Pretty much everyone has been a net beneficiary, not just the Boomer generation. The Silent Generation who financed the establishment of the welfare state are the only ones not.
Because the modern welfare state developed as they were in older working age, cohorts that have now mainly reached the end of their lives – members of the forgotten generation (born 1896-1910) and the oldest two-thirds of the greatest generation (1911-25) – emerge as clear net beneficiaries. Measured relative to GDP per capita, these cohorts’ average
withdrawals were at least 25 per cent higher than their contributions. The silent
generation (1926-45), however, were mostly in early working age during the establishment of the modern welfare state from the late-1940s onwards. This means that the increased spend on education for subsequent cohorts, along with health and pension provision they were taxed to fund for other cohorts, was almost greater than the support they received themselves, leaving them with ‘net withdrawals’ of 5 to 15 per cent.

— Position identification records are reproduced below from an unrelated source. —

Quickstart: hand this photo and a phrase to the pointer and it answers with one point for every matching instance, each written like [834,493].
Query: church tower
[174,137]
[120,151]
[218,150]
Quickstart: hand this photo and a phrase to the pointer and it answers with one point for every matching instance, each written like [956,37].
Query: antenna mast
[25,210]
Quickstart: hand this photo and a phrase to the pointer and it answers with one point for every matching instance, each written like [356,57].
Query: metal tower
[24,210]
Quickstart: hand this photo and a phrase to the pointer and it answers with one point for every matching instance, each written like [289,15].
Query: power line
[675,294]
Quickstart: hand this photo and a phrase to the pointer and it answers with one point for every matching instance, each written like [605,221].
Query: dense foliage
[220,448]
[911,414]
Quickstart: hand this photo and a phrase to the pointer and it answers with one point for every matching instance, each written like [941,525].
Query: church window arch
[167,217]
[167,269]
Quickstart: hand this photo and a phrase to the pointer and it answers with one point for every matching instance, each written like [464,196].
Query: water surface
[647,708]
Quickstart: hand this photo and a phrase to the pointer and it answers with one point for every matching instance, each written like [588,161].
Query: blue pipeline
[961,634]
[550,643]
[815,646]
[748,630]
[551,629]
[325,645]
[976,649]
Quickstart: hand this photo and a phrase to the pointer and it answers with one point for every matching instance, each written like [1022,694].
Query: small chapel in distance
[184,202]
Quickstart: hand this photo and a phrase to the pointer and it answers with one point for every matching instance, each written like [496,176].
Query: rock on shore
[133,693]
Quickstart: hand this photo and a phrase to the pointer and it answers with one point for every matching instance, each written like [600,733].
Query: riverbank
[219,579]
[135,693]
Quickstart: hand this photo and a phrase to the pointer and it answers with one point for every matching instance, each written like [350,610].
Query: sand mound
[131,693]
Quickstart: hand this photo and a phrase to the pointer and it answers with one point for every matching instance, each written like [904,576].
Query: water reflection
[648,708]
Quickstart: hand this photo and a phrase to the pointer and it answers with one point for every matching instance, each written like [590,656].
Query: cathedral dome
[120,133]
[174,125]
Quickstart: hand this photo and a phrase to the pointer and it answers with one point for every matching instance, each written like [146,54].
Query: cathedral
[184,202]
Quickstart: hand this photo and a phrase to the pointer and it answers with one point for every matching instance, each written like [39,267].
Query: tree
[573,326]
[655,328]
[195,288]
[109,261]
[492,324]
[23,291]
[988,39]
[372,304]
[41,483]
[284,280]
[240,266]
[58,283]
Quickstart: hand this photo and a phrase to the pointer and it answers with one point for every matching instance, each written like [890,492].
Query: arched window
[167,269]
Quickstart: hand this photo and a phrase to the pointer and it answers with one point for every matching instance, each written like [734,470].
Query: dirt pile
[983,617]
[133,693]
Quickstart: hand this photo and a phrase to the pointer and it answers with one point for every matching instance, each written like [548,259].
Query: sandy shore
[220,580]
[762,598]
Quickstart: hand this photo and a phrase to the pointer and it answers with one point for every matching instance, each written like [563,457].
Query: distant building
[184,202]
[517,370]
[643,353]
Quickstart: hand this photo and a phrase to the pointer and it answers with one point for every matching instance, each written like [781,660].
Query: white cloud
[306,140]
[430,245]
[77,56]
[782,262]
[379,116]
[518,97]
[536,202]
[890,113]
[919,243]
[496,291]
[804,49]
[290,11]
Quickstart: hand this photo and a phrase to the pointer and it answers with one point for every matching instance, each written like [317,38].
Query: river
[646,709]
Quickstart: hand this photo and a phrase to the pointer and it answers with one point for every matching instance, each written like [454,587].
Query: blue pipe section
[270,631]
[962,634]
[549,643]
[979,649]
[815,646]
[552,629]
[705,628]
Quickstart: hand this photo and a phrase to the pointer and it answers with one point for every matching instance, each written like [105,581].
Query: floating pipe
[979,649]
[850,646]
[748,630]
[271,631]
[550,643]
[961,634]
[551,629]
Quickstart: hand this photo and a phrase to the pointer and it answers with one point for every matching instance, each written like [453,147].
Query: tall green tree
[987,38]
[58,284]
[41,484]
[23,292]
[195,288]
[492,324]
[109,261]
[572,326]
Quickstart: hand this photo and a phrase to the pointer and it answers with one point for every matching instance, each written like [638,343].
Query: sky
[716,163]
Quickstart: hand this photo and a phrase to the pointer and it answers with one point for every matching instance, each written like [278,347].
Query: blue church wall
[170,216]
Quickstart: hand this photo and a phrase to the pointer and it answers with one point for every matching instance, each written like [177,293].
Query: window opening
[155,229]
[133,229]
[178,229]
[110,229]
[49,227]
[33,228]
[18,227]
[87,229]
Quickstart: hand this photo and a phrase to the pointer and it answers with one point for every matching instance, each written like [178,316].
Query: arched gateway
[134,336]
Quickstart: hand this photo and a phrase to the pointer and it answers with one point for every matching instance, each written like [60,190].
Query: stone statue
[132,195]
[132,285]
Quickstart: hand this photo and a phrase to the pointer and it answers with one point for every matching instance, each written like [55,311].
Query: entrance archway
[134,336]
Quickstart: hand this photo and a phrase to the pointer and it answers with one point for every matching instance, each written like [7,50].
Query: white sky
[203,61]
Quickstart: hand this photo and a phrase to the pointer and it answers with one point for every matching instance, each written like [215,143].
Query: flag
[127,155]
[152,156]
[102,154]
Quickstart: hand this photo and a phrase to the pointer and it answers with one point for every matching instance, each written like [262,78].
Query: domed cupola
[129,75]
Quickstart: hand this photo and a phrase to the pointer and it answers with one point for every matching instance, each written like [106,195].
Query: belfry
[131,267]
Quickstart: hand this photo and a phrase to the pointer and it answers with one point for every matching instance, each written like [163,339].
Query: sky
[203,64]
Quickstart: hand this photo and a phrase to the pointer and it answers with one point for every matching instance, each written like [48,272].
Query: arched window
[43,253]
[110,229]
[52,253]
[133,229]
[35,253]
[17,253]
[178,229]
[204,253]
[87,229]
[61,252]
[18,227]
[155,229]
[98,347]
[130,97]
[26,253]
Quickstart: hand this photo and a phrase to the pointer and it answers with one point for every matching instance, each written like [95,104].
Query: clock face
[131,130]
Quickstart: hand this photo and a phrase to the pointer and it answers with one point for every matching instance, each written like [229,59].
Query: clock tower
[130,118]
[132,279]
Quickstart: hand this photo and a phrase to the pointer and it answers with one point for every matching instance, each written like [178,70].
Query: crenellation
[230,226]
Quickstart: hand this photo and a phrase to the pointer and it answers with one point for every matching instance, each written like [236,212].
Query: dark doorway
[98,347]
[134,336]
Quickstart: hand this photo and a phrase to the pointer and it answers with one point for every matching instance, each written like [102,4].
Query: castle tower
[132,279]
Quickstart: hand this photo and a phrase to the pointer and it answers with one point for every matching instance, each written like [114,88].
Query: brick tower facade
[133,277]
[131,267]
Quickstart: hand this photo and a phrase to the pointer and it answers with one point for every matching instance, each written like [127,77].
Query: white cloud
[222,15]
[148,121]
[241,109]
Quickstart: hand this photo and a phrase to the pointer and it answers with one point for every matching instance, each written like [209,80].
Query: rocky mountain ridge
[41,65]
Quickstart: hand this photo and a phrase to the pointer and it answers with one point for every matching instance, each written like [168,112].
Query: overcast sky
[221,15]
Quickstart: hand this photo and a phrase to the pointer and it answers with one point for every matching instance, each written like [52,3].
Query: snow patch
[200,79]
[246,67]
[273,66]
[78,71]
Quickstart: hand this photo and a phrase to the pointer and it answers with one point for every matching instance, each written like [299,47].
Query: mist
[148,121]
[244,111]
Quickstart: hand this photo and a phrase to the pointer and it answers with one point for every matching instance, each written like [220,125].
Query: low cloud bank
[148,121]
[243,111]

To consider the lifetime position of younger cohorts that have not yet reached old age we are required to make big assumptions about the future path of tax and spending. In the first instance we follow John Hills’ approach and assume that taxes collected in any given year are sufficient to fund welfare spending in that year, and that this spending takes up a growing share of GDP, largely due to growing health spend, as long-term Office for Budget Responsibility (OBR) projections suggest it will. Under these assumptions, cohorts from the baby boomer generation (1946-66), generation X (1966-80) and the millennial generation (1981-2000) all have higher net withdrawals than the silent generation, of around 20 to 25 per cent.